I stumbled across our editor Bob Plain at Beyond Occupy: What Does a New Economic System Look Like? which took place at 10:30 AM. Bob was unfortunately trying to coordinate with David Pepin on the budget live-blogging, leading to some furtive discussion on his cellphone that eventually attracted a few stares before Bob went outside. The panel discussion itself was somewhat disappointing. I was hoping for an articulated view of a new economic system. It was moderated by Jenifer Fernandez Ancona of the Women Donors Network; and features Sarita Gupta (Executive Director of Jobs With Justice), Simon Johnson (Professor at the Massachusetts Institute of Technology’s Sloan School of Management and former Chief Economist at the International Monetary Fund), Colin Mutchler (CEO and co-founder of LoudSauce), and Erica Payne (Founder and President of the Agenda Project).

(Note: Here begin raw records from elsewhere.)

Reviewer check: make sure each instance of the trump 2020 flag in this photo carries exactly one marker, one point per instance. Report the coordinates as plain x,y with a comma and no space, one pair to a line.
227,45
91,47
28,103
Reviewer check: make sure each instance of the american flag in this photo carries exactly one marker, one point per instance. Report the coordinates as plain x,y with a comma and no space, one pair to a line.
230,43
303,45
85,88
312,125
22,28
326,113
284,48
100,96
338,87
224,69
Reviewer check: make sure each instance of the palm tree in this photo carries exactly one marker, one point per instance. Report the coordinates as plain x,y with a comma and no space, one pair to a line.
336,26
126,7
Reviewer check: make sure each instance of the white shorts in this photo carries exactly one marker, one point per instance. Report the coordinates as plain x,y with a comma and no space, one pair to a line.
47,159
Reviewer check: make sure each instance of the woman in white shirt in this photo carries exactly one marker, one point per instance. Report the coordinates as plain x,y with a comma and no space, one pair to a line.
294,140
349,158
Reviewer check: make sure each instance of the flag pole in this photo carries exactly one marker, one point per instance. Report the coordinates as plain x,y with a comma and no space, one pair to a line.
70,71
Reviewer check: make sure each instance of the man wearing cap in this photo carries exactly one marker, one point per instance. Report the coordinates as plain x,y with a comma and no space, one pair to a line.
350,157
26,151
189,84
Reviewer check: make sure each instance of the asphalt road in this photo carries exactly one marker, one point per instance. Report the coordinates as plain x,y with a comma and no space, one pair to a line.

As I said, if I was expecting a sort of map of how a new economic system is supposed to look, this was not it. Despite an early statement about this discussion being titled “Beyond Occupy” due to the fact that Occupy changed the nature of discussion but needs to articulate a vision, no such vision came forward. There were some interesting turns of phrase. Mr. Mutchler seemed to have the clearest vision of what an economy should be organized around: happiness. A commenter from the audience seemed to support that, but undercuts their own authority by saying that happiness is in the Constitution; it’s not. Ms. Ancona said that ultimately what happens are two competing views of the economy: that of the right which views it as a natural force and that of the left that views it as a human-created force.
Most surprising was the fact that labor was de-emphasized here. At one point, Ms. Ancona turned to Ms. Gupta and said, “I don’t think I imagine a future with labor.” Ms. Gupta was somewhat tepid in her response, saying that the labor movement in America was too concerned with its specific members and hadn’t grown out of a class conscious movement. Which is both right and wrong. But it’s about what you’d expect; the “netroots” is largely non-union, who understand a union in theory but don’t feel the need to associate with the labor movement. It goes to show, “progressive” is a wide-open term.
While ultimately a “new economic system” doesn’t come forth (Erik Loomis of Lawyers, Guns and Money criticized this discussion as “5 people talking about the greatness of slightly reformed capitalism” on his Twitter feed), I think Mr. Mutchler was the most on the ball when he said that we’re living in an era where institutions (like big banks and even democracy) are breaking down; but that below the surface, new innovations are taking place. But there was no real takeaway here.